Murphy-O’Connor had come to know Bergoglio well from cardinals’ gatherings in Rome, when they were usually seated together, along with three others, a group the English cardinal nicknamed la squadra, or ‘the team.’ He became convinced that Bergoglio was the one to lead the Church in a more pastoral and synodal direction and to reform the curia, without which change would be impossible.

Learning from the way Joseph Ratzinger’s backers had promoted him in the pre-conclave meetings and dinners in 2005, Murphy-O’Connor with other former St Gallen members set about doing the same for Bergoglio in the days leading up to the conclave of 2013. Unable to vote as an over-80, he was delighted when the Argentine emerged on the balcony.

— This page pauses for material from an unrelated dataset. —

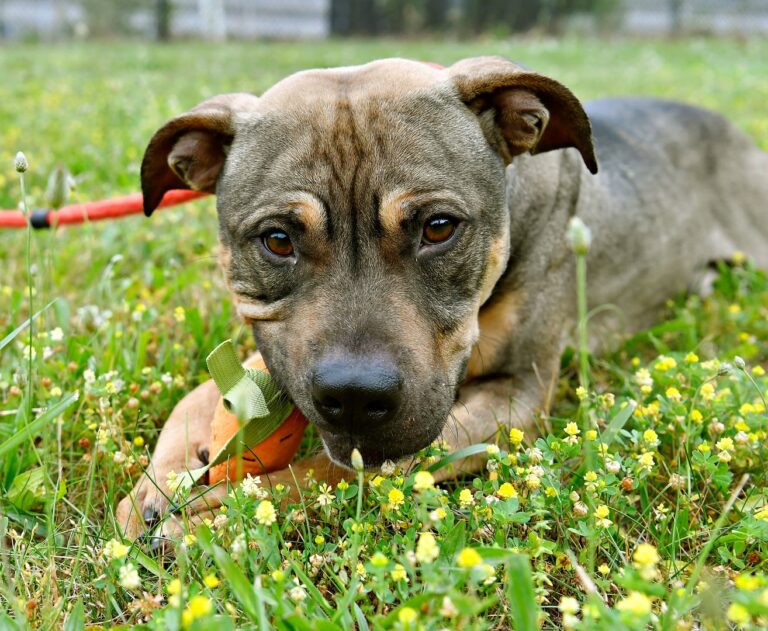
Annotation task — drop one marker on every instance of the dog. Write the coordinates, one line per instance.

Murphy-O’Connor spent his last years mostly at his home in west London, from where he left for Rome to take part in meetings of the two Vatican congregations. He remained a confidant of Pope Francis, who sought his advice, and was genuinely excited about the pontificate, and what he saw as its reconnecting with the vision of the Church that had so fired him as a young priest.

He was warm, funny and wise, in many ways a canny leader, with a disarming humility and a gentle touch – a party-loving Irishman yet very English in his deceptively understated ways. We will miss him.

Catholic journalist and commentator Austen Ivereigh is a former press secretary to Cardinal Murphy-O’Connor.